Nominé Prix Farniente 2023 – il s’agit donc d’un livre jeunesse.
Superbe livre dont l’héroïne principale est autiste – tout comme l’une de sœurs – et qui doit non seulement subir ce sort de neuroatypique mais doit également subir les remarques désobligeantes, le harcèlement de ses camarades de classe et/ou ses professeurs. Un très bon livre afin d’aborder le thème de l’autisme – et ses différentes variantes, non… tous les autistes ne sont pas muets et/ou incapables de communiquer -, le thème de la différence et, bien sûr, de la tolérance.

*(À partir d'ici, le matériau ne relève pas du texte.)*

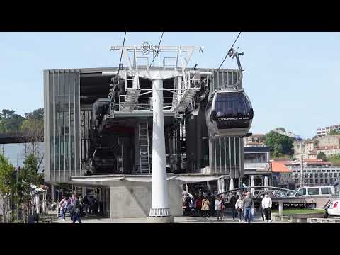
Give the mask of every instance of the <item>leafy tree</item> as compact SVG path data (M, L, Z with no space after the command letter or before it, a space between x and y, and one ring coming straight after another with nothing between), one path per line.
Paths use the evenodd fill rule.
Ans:
M14 110L2 109L2 114L0 115L1 118L8 118L12 117L15 112Z
M11 200L16 190L14 166L0 154L0 200L3 212L2 222L8 222L8 214L11 210Z
M38 166L42 162L43 155L40 154L40 142L44 139L44 109L39 108L32 113L25 113L26 119L21 125L21 131L25 133L26 150L32 153L38 161Z
M14 114L14 110L2 110L2 113L0 113L0 132L19 131L25 118L18 114Z
M285 131L283 128L278 128L278 129ZM292 155L293 153L293 138L278 134L274 131L266 134L264 137L264 143L270 148L273 155L276 157L278 157L280 154Z
M340 135L340 131L332 130L329 131L329 135Z
M324 161L327 159L327 157L326 157L326 154L322 152L320 152L317 154L317 158L322 159Z
M328 157L328 161L334 166L340 166L340 154L334 154Z
M18 175L18 190L23 212L23 220L26 222L31 205L32 185L38 186L42 184L43 176L38 173L38 161L33 153L26 157L23 164Z
M25 118L26 119L35 119L44 120L44 108L40 108L34 110L32 113L26 113Z

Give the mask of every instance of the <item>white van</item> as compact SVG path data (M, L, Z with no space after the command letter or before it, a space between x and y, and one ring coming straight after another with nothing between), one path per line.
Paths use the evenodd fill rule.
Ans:
M292 197L318 197L324 196L333 196L335 194L334 186L314 186L301 187L294 191Z

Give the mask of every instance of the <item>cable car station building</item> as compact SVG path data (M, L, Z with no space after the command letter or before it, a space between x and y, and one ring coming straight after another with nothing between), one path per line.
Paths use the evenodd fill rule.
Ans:
M243 140L210 136L205 109L214 91L235 84L241 89L240 70L189 67L193 52L203 51L197 47L113 50L123 51L124 67L44 71L45 181L52 200L69 191L96 196L112 218L151 211L180 216L184 184L222 191L232 178L239 186ZM163 167L164 176L152 175ZM153 178L165 178L166 186L157 188L162 181ZM163 199L157 188L167 190L167 212L152 209Z

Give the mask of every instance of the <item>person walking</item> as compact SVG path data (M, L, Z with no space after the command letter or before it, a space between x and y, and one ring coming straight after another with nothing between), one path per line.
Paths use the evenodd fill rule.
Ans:
M220 196L217 196L215 199L215 210L216 210L217 215L217 221L218 219L222 221L222 210L223 210L223 203L221 200Z
M261 198L261 202L260 202L261 216L262 217L262 220L264 221L264 208L262 207L262 200L264 199L264 196L261 195L260 198Z
M72 200L73 200L73 223L76 223L76 220L79 223L81 223L81 220L80 220L80 201L78 198L76 196L76 194L72 194Z
M250 223L251 221L251 209L254 205L253 198L250 196L250 191L246 193L246 196L243 200L243 208L244 210L244 220Z
M239 222L244 222L243 220L243 197L242 196L237 196L237 200L235 203L235 209L239 214Z
M236 201L237 200L237 198L236 197L234 193L232 193L232 197L230 198L230 206L232 207L232 220L235 220L235 218L237 217L235 208Z
M72 198L69 197L67 199L67 203L66 205L66 210L69 211L69 215L71 216L71 220L72 220L73 217L73 205L72 205ZM66 213L66 212L65 212Z
M196 213L198 216L201 215L201 211L200 209L202 208L202 197L200 196L197 199L196 199Z
M202 200L202 212L203 213L203 216L207 217L208 218L209 218L210 216L210 203L209 202L208 198L205 196Z
M87 198L87 196L85 196L83 199L83 207L84 207L84 211L85 212L85 215L88 216L89 215L89 199Z
M214 217L216 211L215 210L215 206L212 206L215 204L215 199L212 193L209 192L208 199L209 200L209 205L211 205L210 207L210 215Z
M262 208L264 208L264 216L266 217L266 222L268 222L268 215L269 210L271 209L271 198L269 197L268 193L264 195L264 199L262 199Z
M84 208L84 198L81 195L79 196L79 203L80 203L80 215L83 215L83 208Z
M60 207L60 215L62 217L62 221L65 221L67 205L67 200L66 199L66 196L63 196L62 200L59 203L59 206Z

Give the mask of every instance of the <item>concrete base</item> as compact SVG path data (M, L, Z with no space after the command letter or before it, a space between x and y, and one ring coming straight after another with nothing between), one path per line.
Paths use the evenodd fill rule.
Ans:
M170 215L182 216L182 187L169 181ZM110 187L110 217L137 218L149 216L151 182L119 181Z
M147 223L174 223L174 216L148 217Z

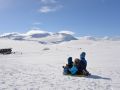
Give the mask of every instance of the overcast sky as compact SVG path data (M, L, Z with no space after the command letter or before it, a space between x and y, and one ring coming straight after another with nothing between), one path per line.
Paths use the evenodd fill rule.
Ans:
M120 0L0 0L0 33L72 31L120 35Z

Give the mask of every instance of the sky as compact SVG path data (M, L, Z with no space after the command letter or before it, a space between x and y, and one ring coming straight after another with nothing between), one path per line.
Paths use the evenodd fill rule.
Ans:
M33 29L120 36L120 0L0 0L0 33Z

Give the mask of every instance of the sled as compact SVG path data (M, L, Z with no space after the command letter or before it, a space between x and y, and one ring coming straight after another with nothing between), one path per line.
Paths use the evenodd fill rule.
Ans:
M91 76L91 74L89 75L83 75L83 74L76 74L76 75L72 75L72 74L63 74L65 76L73 76L73 77L89 77Z
M0 54L11 54L11 53L12 53L12 48L0 49Z

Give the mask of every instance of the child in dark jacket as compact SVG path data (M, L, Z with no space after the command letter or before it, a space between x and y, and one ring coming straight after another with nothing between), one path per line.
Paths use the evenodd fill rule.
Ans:
M64 71L63 74L70 74L70 69L73 67L73 61L72 61L72 57L68 57L68 64L66 64L66 66L63 66Z

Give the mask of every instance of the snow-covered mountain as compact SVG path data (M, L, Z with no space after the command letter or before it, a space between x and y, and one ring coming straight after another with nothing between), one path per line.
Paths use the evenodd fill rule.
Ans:
M120 36L105 36L105 37L94 37L94 36L83 36L79 37L80 40L93 40L93 41L104 41L104 40L110 40L110 41L120 41Z
M27 33L5 33L0 35L0 38L7 38L12 40L27 40L37 41L42 44L60 43L64 41L77 40L73 35L65 32L51 33L47 31L31 30Z

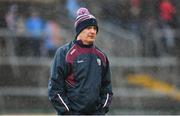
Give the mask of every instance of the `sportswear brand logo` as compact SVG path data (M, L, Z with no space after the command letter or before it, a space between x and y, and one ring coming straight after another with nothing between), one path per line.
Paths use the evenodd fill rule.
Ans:
M82 62L84 62L84 60L78 60L78 61L77 61L77 63L82 63Z

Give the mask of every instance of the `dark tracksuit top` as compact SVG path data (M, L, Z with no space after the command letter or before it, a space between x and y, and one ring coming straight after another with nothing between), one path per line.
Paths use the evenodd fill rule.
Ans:
M105 114L113 95L106 55L82 41L62 46L52 63L48 93L58 114Z

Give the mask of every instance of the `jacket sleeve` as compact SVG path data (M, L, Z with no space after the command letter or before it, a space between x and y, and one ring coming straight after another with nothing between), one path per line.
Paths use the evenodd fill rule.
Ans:
M111 84L111 72L109 61L106 58L106 66L104 67L103 77L102 77L102 86L101 86L101 108L102 111L107 113L109 111L109 105L112 100L113 92L112 92L112 84Z
M68 112L68 98L65 92L65 77L67 76L67 65L63 50L58 49L54 56L51 74L48 84L49 100L53 104L58 114Z

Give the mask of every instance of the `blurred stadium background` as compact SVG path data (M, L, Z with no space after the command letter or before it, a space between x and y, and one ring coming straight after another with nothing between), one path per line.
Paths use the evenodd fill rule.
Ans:
M161 2L0 0L0 114L56 114L47 83L57 46L48 49L47 33L35 36L25 23L32 11L43 24L55 21L61 46L74 38L71 9L79 6L98 19L96 44L110 58L114 98L108 114L180 114L180 2ZM172 19L162 19L163 8Z

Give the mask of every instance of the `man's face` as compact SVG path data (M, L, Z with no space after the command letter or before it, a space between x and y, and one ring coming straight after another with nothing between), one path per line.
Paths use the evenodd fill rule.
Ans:
M81 33L77 37L77 40L82 40L83 44L90 45L95 41L96 33L96 26L89 26L81 31Z

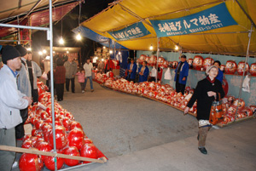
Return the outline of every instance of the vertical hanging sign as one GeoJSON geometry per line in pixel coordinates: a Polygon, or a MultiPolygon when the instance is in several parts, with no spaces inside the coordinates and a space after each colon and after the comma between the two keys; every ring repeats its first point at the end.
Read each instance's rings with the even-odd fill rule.
{"type": "Polygon", "coordinates": [[[129,40],[132,38],[138,38],[150,34],[142,22],[133,24],[126,28],[119,31],[108,32],[117,41],[129,40]]]}
{"type": "Polygon", "coordinates": [[[178,19],[150,22],[158,37],[191,34],[237,25],[224,3],[178,19]]]}

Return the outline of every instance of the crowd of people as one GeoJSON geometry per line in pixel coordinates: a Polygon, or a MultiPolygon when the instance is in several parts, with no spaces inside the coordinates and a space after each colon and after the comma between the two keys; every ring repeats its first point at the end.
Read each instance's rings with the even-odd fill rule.
{"type": "MultiPolygon", "coordinates": [[[[28,117],[27,107],[38,102],[38,93],[37,79],[42,76],[39,66],[32,61],[32,54],[27,52],[22,45],[15,47],[7,45],[2,50],[3,67],[0,70],[0,145],[15,146],[17,140],[22,140],[25,135],[24,123],[28,117]]],[[[100,72],[111,71],[111,59],[108,58],[105,63],[102,60],[97,66],[100,72]]],[[[64,84],[66,90],[75,93],[75,76],[81,86],[81,92],[85,92],[88,79],[90,84],[90,92],[94,91],[92,83],[92,70],[94,66],[90,59],[78,71],[78,65],[73,57],[55,59],[56,66],[54,70],[54,82],[58,101],[63,100],[64,84]]],[[[207,154],[205,148],[207,132],[212,127],[209,116],[212,103],[220,100],[224,96],[222,88],[223,72],[219,70],[220,62],[215,61],[206,71],[207,77],[198,82],[190,100],[184,109],[188,113],[190,107],[197,100],[198,149],[203,154],[207,154]]],[[[189,64],[186,56],[181,56],[181,61],[175,70],[176,91],[184,93],[186,81],[189,76],[189,64]]],[[[138,83],[148,81],[149,74],[147,61],[138,67],[131,59],[126,69],[126,79],[138,83]]],[[[49,80],[49,75],[48,76],[49,80]]],[[[15,157],[15,153],[0,151],[0,168],[10,170],[15,157]]]]}

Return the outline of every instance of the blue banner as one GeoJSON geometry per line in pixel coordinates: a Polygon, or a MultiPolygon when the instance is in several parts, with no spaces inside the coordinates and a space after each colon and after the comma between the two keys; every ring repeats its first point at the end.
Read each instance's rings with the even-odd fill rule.
{"type": "Polygon", "coordinates": [[[133,24],[122,30],[108,32],[117,41],[138,38],[150,34],[142,22],[133,24]]]}
{"type": "Polygon", "coordinates": [[[237,25],[224,3],[178,19],[150,22],[158,37],[185,35],[237,25]]]}

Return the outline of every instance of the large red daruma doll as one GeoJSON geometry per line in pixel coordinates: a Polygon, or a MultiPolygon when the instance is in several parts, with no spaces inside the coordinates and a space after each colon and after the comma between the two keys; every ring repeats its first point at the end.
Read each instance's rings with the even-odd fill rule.
{"type": "MultiPolygon", "coordinates": [[[[239,75],[243,75],[244,66],[245,66],[245,61],[241,61],[241,62],[238,63],[238,66],[237,66],[237,73],[239,75]]],[[[248,71],[249,71],[249,65],[247,63],[247,65],[246,65],[246,70],[245,70],[245,75],[247,74],[248,71]]]]}
{"type": "Polygon", "coordinates": [[[235,74],[237,70],[237,65],[235,60],[228,60],[224,68],[225,73],[235,74]]]}
{"type": "Polygon", "coordinates": [[[140,57],[139,57],[139,59],[138,59],[138,62],[139,62],[140,64],[143,64],[143,62],[145,60],[146,57],[147,57],[147,56],[146,56],[145,54],[140,55],[140,57]]]}
{"type": "Polygon", "coordinates": [[[249,72],[252,76],[256,76],[256,63],[251,64],[249,72]]]}
{"type": "Polygon", "coordinates": [[[195,56],[193,60],[193,68],[195,70],[201,71],[201,68],[203,67],[203,62],[204,62],[203,57],[200,55],[195,56]]]}
{"type": "Polygon", "coordinates": [[[212,66],[214,60],[212,60],[212,58],[207,57],[204,60],[204,69],[207,70],[207,66],[212,66]]]}

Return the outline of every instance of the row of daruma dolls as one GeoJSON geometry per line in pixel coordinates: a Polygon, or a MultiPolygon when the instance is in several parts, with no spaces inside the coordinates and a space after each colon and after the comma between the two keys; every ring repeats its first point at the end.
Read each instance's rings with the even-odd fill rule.
{"type": "MultiPolygon", "coordinates": [[[[145,54],[142,54],[138,62],[142,64],[144,60],[148,62],[148,66],[156,66],[157,57],[154,55],[147,56],[145,54]]],[[[188,59],[188,63],[189,66],[195,70],[198,71],[205,71],[207,66],[212,66],[213,64],[213,59],[207,57],[204,59],[202,56],[195,55],[194,59],[188,59]]],[[[158,59],[158,66],[159,67],[172,67],[176,68],[178,61],[167,61],[163,57],[159,57],[158,59]]],[[[238,75],[243,75],[245,62],[241,61],[238,65],[235,60],[228,60],[226,65],[221,65],[220,70],[224,71],[227,74],[235,74],[237,71],[238,75]]],[[[251,66],[247,63],[245,74],[250,72],[252,76],[256,76],[256,63],[253,63],[251,66]]]]}

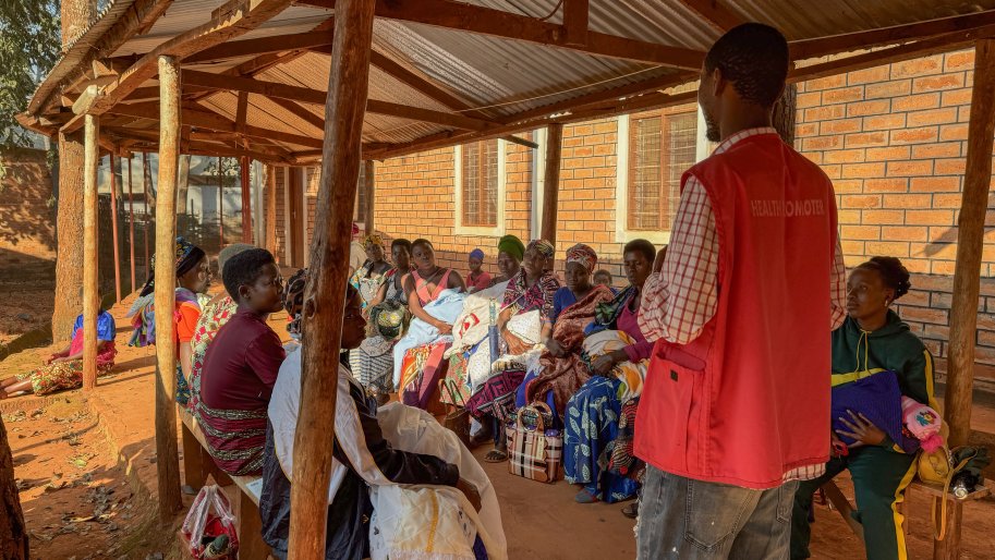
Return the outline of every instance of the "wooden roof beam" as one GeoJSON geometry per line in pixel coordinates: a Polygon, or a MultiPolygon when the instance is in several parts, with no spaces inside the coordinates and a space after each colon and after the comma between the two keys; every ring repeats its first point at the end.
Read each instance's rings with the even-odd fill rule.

A noter que ce livre est écrit pas Elle McNicoll, elle-même autiste. L’auteur a été diagnostiquée autiste lorsqu’elle avait une dizaine d’années et, depuis, cette jeune écossaise n’a cessé de militer pour les droits et la reconnaissance des personnes ‘’neuroatypiques ». Après avoir présenté un mémoire de recherche sur la quasi- absence de héros autistes en littérature, elle a décidé d’écrire elle-même un roman dans lequel elle se reconnaîtrait.